Composer (and a practicing attorney in the Boston area), Vance R. Koven wrote of the concert’s premiere there:
The lament of the first movement is not of the keening sort, but one of dignified restraint, becoming ever more lyrically elegiac but breaking off (prematurely?) before succumbing to any temptation to grandiloquence. The Cavatina creates melodic sense from a mordent-like figuration, developed and extended in lyric manner, climaxing in a passage of rapid figuration in the solo part (suggesting an operatic cavatina) against a calm chorale-like background in the orchestra, until the latter extends the soloist’s outburst. The finale presents ideas more rhythmic than in the prior movements, with the one and only brief passage in which the soloist gets down with a jazzy pizzicato. Overall, this is a work of immense charm and, despite a harmonic palette reminiscent of 1940s post-populism, originality. The writing for the bass defies expectations: light, airy, much extending high notes with harmonics.
• Brian Hughes
Samuel Barber • Medea, Op.23, Suite
As with Aaron Copland’s Ballet for Martha (now known as Appalachian Spring) Barber’s Medea was composed for Martha Graham and her company and first performed in 1946 under the title Cave of the Heart. Graham, the most important figure in 20th century dance, also included among her collaborators William Schuman, Carlos Surinach, Norman Dello Joio, Gian Carlo Menotti, and many others. Of this particular ballet for the great impresaria Barber himself wrote, “Neither Miss Graham nor the composer wished to use the Medea-Jason legend literally in the ballet. These mythical figures served rather to project psychological states of jealousy and vengeance which are timeless.”

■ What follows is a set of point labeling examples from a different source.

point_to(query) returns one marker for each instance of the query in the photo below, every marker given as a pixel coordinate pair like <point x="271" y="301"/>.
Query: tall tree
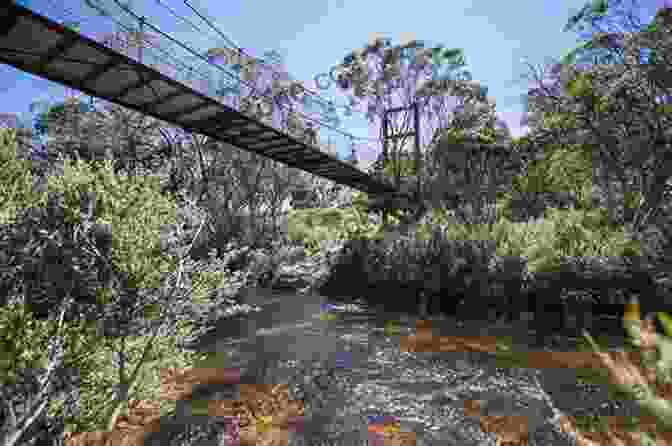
<point x="382" y="77"/>
<point x="615" y="110"/>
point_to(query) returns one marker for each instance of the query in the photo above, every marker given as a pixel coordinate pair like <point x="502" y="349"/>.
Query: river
<point x="359" y="370"/>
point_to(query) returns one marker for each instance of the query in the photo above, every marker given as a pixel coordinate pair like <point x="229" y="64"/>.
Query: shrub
<point x="107" y="241"/>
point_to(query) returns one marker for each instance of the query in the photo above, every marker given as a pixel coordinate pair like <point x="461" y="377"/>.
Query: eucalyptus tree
<point x="615" y="111"/>
<point x="383" y="77"/>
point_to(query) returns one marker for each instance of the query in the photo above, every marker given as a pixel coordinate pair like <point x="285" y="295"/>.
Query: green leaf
<point x="666" y="321"/>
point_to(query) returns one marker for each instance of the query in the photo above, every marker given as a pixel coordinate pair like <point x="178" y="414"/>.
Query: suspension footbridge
<point x="38" y="45"/>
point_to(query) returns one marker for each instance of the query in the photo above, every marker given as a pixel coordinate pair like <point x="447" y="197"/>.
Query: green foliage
<point x="122" y="202"/>
<point x="406" y="168"/>
<point x="136" y="255"/>
<point x="24" y="342"/>
<point x="15" y="179"/>
<point x="564" y="168"/>
<point x="203" y="282"/>
<point x="314" y="225"/>
<point x="575" y="233"/>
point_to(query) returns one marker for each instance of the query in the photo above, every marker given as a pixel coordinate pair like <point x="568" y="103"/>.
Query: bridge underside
<point x="40" y="46"/>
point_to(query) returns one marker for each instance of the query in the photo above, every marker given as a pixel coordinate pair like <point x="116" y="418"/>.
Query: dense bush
<point x="97" y="241"/>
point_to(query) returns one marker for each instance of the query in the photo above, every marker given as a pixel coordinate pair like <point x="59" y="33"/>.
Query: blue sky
<point x="312" y="36"/>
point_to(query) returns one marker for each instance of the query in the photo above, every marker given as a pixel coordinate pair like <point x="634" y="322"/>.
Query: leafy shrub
<point x="88" y="205"/>
<point x="314" y="225"/>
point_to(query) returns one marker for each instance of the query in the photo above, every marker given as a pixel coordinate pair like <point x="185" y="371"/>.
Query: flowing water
<point x="349" y="368"/>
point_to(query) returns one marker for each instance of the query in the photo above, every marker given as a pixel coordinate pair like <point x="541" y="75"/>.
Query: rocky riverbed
<point x="348" y="368"/>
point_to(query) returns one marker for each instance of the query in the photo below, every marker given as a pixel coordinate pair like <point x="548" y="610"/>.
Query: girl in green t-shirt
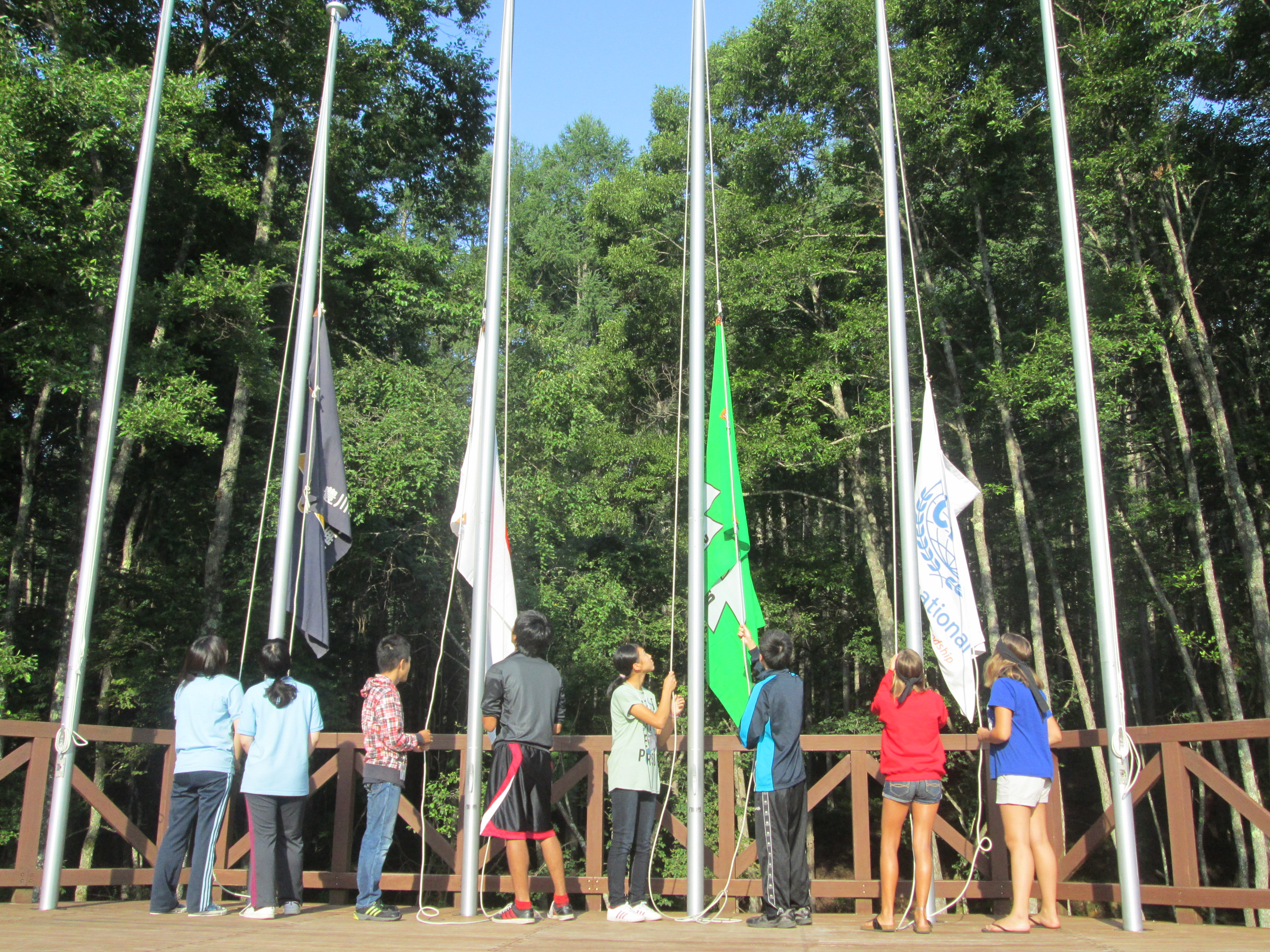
<point x="634" y="780"/>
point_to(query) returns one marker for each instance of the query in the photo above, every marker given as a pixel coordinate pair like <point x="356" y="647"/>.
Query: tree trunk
<point x="1014" y="457"/>
<point x="30" y="461"/>
<point x="223" y="520"/>
<point x="870" y="540"/>
<point x="1254" y="567"/>
<point x="1199" y="361"/>
<point x="92" y="413"/>
<point x="1201" y="705"/>
<point x="978" y="520"/>
<point x="214" y="587"/>
<point x="1074" y="659"/>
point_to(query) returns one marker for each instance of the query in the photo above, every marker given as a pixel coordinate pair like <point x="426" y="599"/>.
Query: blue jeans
<point x="381" y="804"/>
<point x="198" y="800"/>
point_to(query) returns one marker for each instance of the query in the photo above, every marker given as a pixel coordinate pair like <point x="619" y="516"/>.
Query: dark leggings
<point x="634" y="812"/>
<point x="276" y="826"/>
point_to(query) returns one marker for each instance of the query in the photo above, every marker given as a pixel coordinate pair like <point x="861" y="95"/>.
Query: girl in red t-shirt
<point x="912" y="765"/>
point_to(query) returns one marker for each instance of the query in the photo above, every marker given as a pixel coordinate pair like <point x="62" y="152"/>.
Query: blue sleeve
<point x="754" y="723"/>
<point x="1002" y="695"/>
<point x="234" y="701"/>
<point x="247" y="718"/>
<point x="316" y="723"/>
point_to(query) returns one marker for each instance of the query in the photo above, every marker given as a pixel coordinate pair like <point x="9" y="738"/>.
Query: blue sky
<point x="595" y="56"/>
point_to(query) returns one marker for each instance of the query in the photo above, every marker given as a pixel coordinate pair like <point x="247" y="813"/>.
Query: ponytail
<point x="625" y="657"/>
<point x="275" y="663"/>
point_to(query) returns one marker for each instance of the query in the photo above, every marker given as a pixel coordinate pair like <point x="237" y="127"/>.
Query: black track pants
<point x="780" y="830"/>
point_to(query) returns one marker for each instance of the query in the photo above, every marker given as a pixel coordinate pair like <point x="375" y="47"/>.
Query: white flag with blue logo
<point x="944" y="574"/>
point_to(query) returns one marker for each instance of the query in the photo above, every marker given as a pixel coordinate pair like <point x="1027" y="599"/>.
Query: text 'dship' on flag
<point x="944" y="576"/>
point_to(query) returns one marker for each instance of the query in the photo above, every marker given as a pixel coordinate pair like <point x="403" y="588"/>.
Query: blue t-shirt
<point x="277" y="765"/>
<point x="1026" y="753"/>
<point x="206" y="710"/>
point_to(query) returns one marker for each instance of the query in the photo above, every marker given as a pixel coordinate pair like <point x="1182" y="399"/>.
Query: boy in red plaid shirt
<point x="384" y="771"/>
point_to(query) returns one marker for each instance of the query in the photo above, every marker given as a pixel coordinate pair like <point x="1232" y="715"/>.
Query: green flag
<point x="731" y="597"/>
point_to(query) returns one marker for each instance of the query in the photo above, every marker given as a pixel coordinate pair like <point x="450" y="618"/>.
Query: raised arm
<point x="670" y="704"/>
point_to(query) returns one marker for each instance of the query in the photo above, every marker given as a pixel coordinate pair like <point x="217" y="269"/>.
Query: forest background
<point x="1169" y="107"/>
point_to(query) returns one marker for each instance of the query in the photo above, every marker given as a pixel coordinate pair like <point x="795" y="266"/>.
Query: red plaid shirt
<point x="383" y="733"/>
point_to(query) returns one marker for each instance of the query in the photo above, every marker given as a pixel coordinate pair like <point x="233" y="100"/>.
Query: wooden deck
<point x="128" y="927"/>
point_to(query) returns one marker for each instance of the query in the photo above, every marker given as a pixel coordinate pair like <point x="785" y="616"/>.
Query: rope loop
<point x="65" y="738"/>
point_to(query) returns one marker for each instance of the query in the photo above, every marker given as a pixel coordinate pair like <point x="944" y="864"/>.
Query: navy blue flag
<point x="324" y="531"/>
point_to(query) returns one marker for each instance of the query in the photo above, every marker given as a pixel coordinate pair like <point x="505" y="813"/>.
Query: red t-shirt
<point x="911" y="748"/>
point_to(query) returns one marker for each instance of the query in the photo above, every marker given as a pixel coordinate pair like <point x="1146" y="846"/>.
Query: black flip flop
<point x="875" y="927"/>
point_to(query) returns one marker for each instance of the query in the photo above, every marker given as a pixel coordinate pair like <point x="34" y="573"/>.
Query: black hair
<point x="533" y="633"/>
<point x="391" y="652"/>
<point x="275" y="663"/>
<point x="625" y="657"/>
<point x="778" y="649"/>
<point x="206" y="658"/>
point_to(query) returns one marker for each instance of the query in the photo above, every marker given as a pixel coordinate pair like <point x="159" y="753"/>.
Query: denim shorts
<point x="914" y="791"/>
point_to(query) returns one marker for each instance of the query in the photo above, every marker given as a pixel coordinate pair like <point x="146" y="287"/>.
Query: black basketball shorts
<point x="520" y="794"/>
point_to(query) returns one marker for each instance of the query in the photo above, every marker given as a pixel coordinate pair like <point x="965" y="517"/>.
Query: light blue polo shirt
<point x="206" y="709"/>
<point x="277" y="765"/>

Barber constructed the suite in seven movements and returned the title to its original source material. In his own program note he wrote:
The suite follows roughly the form of a Greek tragedy. In the Parados the characters first appear. The Choros, lyric and reflective, comments on the action which is to unfold. The Young Princess appears in a dance of freshness and innocence, followed by a heroic dance of Jason. Another plaintive Choros leads to Medea’s dance of obsessive and diabolical vengeance. The Kantikos Agonias, an interlude of menace and foreboding, follows Medea’s terrible crime, the murder of the Princes and her own children, announced at the beginning of the Exodus by a violent fanfare of trumpets. In this final section the various themes of the chief characters of the work are blended together; little by little the music subsides and Medea and Jason recede into the legendary past.